Intervention de Jean Desessard

Réunion du 4 décembre 2010 à 14h30
Loi de finances pour 2011 — Santé

Photo de Jean DesessardJean Desessard :

… le principe de précaution devrait être également appliqué dans le domaine de la santé, ce qui permettrait d’éviter, à terme, des dépenses plus lourdes.

Il faut agir fortement sur les causes des maladies, qui sont de plus en plus souvent liées à la mauvaise qualité de l’air, de l’eau, de nos aliments, à nos modes de vie.

Mais la prévention fait partie d’une autre approche de la santé, une approche globale, qui mettrait l’accent sur l’éducation en matière de santé, qui s’appuierait sur une médecine du travail indépendante et proposerait une meilleure offre de soins sur l’ensemble du territoire. Manifestement, vous ne souscrivez pas à cette approche, madame la secrétaire d'État.
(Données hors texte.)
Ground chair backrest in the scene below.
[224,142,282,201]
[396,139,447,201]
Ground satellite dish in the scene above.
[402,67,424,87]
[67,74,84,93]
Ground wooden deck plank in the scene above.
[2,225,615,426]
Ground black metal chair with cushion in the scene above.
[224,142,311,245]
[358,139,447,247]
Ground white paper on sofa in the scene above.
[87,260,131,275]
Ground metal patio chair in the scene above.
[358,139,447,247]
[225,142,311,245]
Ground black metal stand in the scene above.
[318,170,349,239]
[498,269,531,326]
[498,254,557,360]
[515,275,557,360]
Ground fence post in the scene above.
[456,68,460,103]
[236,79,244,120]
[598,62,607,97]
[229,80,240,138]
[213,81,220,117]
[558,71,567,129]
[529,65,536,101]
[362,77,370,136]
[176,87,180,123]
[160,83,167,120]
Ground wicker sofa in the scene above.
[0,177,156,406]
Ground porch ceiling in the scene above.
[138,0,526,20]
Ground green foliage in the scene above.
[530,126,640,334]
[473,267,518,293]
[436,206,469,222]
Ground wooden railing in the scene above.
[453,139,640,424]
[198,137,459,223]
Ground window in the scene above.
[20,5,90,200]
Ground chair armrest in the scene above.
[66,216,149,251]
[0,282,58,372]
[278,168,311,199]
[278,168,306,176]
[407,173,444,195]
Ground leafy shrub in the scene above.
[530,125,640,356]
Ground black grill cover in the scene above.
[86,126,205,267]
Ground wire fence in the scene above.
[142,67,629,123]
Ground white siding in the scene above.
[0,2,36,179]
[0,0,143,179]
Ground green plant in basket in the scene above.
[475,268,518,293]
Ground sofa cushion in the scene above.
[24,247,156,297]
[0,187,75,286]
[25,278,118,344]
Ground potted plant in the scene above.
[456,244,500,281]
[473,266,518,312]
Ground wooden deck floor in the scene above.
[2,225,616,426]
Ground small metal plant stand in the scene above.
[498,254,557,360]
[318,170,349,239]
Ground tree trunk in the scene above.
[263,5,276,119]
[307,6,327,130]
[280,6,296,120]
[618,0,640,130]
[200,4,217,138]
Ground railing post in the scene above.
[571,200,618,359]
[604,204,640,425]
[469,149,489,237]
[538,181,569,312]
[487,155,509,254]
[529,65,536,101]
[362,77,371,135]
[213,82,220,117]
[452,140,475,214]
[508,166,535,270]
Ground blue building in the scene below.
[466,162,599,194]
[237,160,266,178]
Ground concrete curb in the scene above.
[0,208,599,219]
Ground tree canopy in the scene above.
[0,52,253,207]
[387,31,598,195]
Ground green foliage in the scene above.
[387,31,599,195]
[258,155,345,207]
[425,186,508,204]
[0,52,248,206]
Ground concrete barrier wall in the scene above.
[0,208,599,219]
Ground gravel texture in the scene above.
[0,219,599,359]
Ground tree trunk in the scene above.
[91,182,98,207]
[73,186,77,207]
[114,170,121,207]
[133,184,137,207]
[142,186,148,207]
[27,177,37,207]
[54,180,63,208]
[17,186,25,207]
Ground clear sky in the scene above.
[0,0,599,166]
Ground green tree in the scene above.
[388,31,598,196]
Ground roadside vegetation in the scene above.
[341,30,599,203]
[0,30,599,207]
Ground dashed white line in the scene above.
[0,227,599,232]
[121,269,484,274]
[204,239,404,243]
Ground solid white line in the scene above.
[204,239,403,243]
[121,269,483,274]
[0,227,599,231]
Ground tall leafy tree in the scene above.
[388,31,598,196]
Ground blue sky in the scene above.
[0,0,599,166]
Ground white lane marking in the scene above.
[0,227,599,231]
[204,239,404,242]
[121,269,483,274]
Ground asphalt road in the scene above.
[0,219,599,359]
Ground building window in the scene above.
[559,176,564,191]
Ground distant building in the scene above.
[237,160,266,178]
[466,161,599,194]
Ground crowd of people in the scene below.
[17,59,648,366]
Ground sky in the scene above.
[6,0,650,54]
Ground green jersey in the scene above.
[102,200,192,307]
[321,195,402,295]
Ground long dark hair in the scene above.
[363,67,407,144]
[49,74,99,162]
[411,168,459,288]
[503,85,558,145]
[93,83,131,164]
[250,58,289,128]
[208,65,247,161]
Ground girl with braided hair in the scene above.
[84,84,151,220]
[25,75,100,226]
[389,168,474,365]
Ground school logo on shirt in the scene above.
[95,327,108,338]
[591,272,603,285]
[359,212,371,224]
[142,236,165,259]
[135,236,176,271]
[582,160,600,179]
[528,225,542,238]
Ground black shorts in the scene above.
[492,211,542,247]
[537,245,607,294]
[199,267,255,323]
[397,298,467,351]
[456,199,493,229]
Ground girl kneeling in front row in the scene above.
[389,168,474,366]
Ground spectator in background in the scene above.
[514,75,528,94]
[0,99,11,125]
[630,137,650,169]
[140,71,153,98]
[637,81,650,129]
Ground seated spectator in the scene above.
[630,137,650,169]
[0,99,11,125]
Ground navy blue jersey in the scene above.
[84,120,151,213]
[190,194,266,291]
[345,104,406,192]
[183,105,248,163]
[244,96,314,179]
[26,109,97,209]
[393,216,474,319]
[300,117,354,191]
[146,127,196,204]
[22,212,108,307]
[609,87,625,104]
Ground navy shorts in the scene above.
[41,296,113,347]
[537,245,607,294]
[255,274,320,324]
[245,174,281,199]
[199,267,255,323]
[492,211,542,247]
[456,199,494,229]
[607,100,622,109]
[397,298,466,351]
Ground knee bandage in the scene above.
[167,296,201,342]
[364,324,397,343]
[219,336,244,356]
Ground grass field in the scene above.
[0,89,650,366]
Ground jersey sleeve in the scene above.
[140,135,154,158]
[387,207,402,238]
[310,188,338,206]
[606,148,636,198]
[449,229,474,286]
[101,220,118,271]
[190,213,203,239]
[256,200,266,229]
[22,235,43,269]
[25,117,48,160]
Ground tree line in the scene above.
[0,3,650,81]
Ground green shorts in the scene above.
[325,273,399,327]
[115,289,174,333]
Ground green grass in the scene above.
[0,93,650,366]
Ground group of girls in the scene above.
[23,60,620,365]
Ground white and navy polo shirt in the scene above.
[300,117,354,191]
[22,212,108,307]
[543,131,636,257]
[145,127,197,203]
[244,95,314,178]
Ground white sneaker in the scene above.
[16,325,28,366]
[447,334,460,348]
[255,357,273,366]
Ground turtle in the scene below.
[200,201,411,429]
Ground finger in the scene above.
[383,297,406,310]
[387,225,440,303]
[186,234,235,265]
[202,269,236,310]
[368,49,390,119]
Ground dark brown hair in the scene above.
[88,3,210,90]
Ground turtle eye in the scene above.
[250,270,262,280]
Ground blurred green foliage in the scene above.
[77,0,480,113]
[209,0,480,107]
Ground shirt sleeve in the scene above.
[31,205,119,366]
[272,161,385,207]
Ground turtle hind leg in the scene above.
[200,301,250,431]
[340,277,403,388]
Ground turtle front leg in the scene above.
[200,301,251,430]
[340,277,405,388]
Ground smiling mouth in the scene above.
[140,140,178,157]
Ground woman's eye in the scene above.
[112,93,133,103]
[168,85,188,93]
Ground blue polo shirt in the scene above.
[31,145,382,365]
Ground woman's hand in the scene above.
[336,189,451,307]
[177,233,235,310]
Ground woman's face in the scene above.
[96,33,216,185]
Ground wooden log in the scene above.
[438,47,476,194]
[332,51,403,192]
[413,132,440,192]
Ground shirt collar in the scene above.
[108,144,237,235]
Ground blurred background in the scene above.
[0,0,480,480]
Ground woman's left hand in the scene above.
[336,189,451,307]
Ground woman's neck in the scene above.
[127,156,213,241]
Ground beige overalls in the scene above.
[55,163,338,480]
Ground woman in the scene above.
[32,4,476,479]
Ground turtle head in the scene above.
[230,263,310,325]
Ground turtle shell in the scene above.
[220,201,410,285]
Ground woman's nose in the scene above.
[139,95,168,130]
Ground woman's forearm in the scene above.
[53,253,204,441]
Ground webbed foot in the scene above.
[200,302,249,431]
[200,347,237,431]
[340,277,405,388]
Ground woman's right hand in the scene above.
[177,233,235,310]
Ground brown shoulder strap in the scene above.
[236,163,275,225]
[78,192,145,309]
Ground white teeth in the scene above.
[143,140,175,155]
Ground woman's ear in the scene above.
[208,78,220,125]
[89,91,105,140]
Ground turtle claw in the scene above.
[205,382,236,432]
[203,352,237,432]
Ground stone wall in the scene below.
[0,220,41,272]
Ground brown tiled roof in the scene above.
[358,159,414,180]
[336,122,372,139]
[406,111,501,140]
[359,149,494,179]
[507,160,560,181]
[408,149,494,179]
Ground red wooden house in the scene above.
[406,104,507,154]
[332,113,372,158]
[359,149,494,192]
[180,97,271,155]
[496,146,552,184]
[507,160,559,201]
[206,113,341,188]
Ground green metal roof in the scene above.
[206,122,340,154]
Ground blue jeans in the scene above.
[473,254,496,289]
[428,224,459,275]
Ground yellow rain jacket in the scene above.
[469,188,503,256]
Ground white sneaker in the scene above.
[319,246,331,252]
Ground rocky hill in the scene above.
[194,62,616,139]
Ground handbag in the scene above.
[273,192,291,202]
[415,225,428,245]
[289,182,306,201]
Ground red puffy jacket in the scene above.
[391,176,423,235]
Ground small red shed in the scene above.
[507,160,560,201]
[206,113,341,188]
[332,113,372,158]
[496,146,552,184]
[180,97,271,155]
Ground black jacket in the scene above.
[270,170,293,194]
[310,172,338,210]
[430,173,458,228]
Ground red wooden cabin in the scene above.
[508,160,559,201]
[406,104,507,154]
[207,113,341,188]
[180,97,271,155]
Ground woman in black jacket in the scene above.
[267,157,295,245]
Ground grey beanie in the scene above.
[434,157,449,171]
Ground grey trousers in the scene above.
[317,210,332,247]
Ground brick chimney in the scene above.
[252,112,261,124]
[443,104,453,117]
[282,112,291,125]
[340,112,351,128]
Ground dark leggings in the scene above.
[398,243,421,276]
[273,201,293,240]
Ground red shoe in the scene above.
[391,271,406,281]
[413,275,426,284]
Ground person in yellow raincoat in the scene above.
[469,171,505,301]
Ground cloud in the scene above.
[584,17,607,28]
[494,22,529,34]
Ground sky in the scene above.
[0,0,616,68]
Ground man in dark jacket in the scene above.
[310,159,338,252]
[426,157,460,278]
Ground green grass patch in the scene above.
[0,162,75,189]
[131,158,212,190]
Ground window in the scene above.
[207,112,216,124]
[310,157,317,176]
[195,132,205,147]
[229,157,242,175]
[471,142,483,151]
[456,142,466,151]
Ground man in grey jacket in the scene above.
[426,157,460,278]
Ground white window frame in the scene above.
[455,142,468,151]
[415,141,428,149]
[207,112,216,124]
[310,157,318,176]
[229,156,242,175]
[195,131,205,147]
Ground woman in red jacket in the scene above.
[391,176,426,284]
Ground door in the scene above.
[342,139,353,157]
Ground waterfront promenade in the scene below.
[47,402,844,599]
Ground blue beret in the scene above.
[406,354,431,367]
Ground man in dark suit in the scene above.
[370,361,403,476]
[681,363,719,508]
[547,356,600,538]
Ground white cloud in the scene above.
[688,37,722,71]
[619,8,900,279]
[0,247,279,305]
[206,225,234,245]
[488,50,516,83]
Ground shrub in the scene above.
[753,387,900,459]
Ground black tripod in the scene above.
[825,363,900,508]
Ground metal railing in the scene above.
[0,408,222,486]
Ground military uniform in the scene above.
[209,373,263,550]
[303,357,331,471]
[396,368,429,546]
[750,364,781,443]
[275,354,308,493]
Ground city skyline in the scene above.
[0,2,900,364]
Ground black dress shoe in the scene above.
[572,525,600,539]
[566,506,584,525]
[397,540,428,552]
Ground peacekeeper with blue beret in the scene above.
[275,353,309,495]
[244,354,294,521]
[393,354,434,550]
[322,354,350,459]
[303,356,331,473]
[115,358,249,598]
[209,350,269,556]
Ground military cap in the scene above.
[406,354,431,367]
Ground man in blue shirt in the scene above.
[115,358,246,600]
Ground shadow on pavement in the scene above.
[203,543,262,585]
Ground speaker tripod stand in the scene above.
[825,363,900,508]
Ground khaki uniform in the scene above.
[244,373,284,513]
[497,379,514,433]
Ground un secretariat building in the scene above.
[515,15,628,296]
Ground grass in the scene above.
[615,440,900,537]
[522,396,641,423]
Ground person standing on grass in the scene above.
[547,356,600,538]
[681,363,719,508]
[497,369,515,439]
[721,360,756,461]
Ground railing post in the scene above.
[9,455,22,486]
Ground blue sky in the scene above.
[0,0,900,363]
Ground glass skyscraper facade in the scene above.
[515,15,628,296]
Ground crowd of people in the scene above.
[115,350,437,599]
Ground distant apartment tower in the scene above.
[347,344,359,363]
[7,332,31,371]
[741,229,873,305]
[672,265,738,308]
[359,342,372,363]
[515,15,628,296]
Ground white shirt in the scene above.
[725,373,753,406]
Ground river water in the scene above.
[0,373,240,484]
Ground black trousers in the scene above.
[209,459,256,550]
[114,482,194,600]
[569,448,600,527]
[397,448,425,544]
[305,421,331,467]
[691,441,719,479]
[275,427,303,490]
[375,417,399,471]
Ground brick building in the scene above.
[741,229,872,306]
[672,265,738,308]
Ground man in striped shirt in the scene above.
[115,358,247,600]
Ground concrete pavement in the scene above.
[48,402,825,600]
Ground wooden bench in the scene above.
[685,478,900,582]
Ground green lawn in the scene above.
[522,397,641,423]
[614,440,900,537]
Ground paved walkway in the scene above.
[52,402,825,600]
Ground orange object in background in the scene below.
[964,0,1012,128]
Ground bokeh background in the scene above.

Après avoir tenté de faire passer un cavalier législatif sur la médecine du travail, censuré par le Conseil Constitutionnel, rien n’arrête le Gouvernement.

La semaine dernière, c’est l’Agence nationale pour l’amélioration des conditions de travail, l’ANACT, chargée de proposer des solutions pour améliorer les conditions de travail et prévenir le stress et les pénibilités, qui a vu son budget diminuer de 10 %. Quel cynisme, alors que votre ministère regroupe désormais santé et travail ! De plus, c’est en contradiction avec les conclusions du rapport d’information sénatorial sur le stress au travail !

Et où en est-on de l’instance de garantie de l’indépendance de l’expertise demandée par le Grenelle 1 ? Le texte évoquait une « instance d’appel en cas d’expertises contradictoires ». Une telle structure aurait eu une utilité certaine dans la gestion de la grippe A/H1N1 et aurait peut-être évité que des conseillers à la solde des grands groupes pharmaceutiques ne se laissent entraîner dans un conflit d’intérêt en surestimant les commandes de vaccin et en entretenant un mensonge d’État.

Un rapport sur l’opportunité de créer cette instance de garantie devait être remis par le Gouvernement au Parlement en août dernier. Or toujours rien ! J’aimerais savoir où nous en sommes, ou, plutôt, j’aimerais savoir où vous en êtes, madame la secrétaire d'État.

Et pendant ce temps, la part des frais de santé augmente dans le budget des ménages, surtout, évidemment, chez les plus modestes et chez ceux qui souffrent de pathologies chroniques.

Par ailleurs, les crédits de personnels ne sont pas abordés dans cette mission, mais une chose est sûre : nos hôpitaux manquent de personnels. Entre les centres IVG qui ferment et l’AP-HP qui subit des réductions drastiques d’infirmiers et de médecins, comment assurer un service public de qualité ?

Au-delà d’un service public de qualité, est-ce trop demander que ce service soit accessible à tous ?

Dans le programme Protection maladie, la majorité présidentielle s’en prend à l’aide médicale de l’État, l’AME, qui bénéficie aux personnes en situation irrégulière vivant en France et dont les revenus ne dépassent pas 634 euros par mois.

Parmi les bénéficiaires de l’AME, les pathologies graves sont surreprésentées, tels les problèmes neurologiques, cardiaques et le VIH.

Comme l’indique M. Jégou dans son rapport, les dépenses d’AME « répondent à un double objectif humanitaire et de santé publique ».

Je précise d’ailleurs que le montant de ces dépenses s’élevait, en 2009, à 540 millions d’euros, ce qui représente moins de 0, 3 % des 160 milliards d’euros de dépenses de la branche maladie de la sécurité sociale.

Chers collègues, comptez-vous sincèrement restreindre l’accès aux soins pour ces personnes qui vivent déjà dans une extrême précarité ?

Vous savez pertinemment, et le rapporteur lui-même l’a souligné, qu’obliger des malades insolvables à payer aurait pour effet de les faire renoncer à ces soins.